Ghost Apple 26

「いるの?」
「………ま、せん。」
「ん?」
「いま、せん。名前知ってる人なら、何人かいるけど…学校で話せる人なんか先生以外はいないし、病院も、話せるとしたら、…」
「歳の離れた人たちばかり。」
「………。」
 両手を重ね握る雄介は何を思っていたのか。何を考えていたのか。
「寂しいんだろ、それが。」
「…寂しいです。」
「俺も、寂しい。」
「………え、」
 先ほどの『見たままじゃ、寂しそうかなって。』という雄介の言葉を肯定するように、言う。どこか気恥ずかしいから、視線を合わせたりはしない。

「寂しい、から…会いに行きたい。ダメか?」
「…………。」

 唖然とするような雄介の顔にもまた、当たり前だという感情を出していく。寂しいから会いに行きたいなんて言う相手、間違ってる。そう思うが、でも。
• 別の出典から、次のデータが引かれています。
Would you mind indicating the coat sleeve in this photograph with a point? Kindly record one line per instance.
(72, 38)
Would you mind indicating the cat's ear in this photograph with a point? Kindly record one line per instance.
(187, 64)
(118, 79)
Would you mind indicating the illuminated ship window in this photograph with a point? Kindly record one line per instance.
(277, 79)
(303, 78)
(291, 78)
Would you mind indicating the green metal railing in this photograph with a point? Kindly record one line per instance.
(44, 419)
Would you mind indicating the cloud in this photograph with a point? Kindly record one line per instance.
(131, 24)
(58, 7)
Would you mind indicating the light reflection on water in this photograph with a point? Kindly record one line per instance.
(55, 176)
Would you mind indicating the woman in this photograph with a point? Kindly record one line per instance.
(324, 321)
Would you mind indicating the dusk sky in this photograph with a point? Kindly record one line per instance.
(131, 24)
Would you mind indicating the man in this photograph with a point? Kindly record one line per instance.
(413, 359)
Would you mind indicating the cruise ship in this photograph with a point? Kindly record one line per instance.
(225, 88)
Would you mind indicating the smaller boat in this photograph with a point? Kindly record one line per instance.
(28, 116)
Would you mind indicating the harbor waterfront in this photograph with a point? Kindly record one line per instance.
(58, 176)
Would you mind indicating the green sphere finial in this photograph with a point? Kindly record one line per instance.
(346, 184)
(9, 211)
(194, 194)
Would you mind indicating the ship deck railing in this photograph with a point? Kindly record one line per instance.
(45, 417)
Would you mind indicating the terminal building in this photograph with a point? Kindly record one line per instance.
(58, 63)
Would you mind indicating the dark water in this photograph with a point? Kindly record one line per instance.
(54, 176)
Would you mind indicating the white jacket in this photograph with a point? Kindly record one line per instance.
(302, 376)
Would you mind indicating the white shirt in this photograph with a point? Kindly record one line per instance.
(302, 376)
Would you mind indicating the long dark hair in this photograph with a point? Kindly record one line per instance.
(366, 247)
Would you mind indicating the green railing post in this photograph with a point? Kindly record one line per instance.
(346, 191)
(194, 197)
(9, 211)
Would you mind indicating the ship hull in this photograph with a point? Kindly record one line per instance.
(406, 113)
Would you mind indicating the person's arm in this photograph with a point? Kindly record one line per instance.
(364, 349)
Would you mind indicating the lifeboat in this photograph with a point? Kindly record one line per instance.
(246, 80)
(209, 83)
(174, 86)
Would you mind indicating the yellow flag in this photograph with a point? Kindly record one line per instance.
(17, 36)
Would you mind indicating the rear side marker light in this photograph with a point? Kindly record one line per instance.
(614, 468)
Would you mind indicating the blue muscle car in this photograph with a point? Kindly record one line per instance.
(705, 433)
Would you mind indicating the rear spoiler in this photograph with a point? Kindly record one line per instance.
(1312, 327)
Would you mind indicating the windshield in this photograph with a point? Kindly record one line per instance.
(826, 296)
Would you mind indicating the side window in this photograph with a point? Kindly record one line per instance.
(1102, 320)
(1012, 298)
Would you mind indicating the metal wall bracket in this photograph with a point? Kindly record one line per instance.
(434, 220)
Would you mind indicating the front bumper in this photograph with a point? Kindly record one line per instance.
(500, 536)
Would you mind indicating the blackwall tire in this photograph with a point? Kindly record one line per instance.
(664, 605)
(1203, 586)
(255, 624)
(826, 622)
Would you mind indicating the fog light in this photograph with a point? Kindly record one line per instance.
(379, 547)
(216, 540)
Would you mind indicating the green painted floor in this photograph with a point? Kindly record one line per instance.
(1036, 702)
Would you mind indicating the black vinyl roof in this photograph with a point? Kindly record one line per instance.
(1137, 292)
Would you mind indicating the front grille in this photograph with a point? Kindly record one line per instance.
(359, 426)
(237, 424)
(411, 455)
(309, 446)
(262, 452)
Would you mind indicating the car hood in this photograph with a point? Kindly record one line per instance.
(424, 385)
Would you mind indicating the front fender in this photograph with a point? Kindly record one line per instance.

 放任主義、とは物は言い様。仕事で忙しいからって親に構ってもらえなくて、寂しくないわけがない。学校には行かせてもらって、きちんとした勉学もさせてもらっていたけれど、それでも、親という大きな存在が少しだけ欠落した京太郎は、やはりどこか寂しかったのだ。
 自然と出て来た疑問を口にするほど他人に興味を持つなんて、京太郎にはほとんどなかった。家だって学校だって、口にしてもいいかするべきか、そんなことを考えている内に時が過ぎていくばかり。
 ―――第一印象から寂しそうだった彼であれば、
 そんなことをぼうっと考えたのだ。

「お前は、親はいるけど、友達はいない。」
「…そうですね。」
「俺は、友達は…いなくもないけど、親はいない。」
「………はい。」
 京太郎が言わんとしたことがわかったのか、それとも、雄介にあたった現実が、思ったよりも人に言われたくなかったことなのか。すぐに掻き消えてしまいそうな声の返事に少しの期待を寄せて、京太郎は言葉を続けた。
「言葉変えるだけで全然違うけどさ。…分かり合えるとは思えねーか? 俺ら。」
「………。」
 雄介に会わせて、小さな声で。二人にしかわからないような、小さな声で。囁いた京太郎の言葉に、雄介は、しばらく何の反応もせず………
 そして、長い時間を置いてから、ゆっくりと頷いた。
「…はは。」
 そんな雄介の戸惑ったような頷きに、自然と小さな笑いをこぼす。しかし雄介はそんな京太郎は気にする暇もないのか、どこか焦ったような…そんな顔で、京太郎のほうへと体を寄せた。
「絶対、絶対ですよ?」
「ん?」
「絶対、僕を連れ出してください。」
「あー。かっこいい王子様じゃなくて悪いけど。」
「僕は男の子ですから、かっこいい王子様に迎えられても逆に困ります。」
「それもそか。」
「…絶対、来てくださいね。」
「あぁ。」
 絶対行くから。白いベッドに横たわるお前に、どうしようか。漫画でも持っていこうか?ゲーム?音楽でもいいかもしれないな。ぐるぐるといろんなことを考えるが、口にはしない。今日初めての京太郎にこんなことを言うなんて、本当に打ち解ける人間がいなかったんだろうな、そう考えればこんな修学旅行中に色々考えるよりも、時間をかけていったほうが雄介も嬉しいだろう。
 たかだか仕方が無いと思えるような寂しさに意気投合した二人は、二人一緒に、それでも、どこか寂しそうに、笑い合った。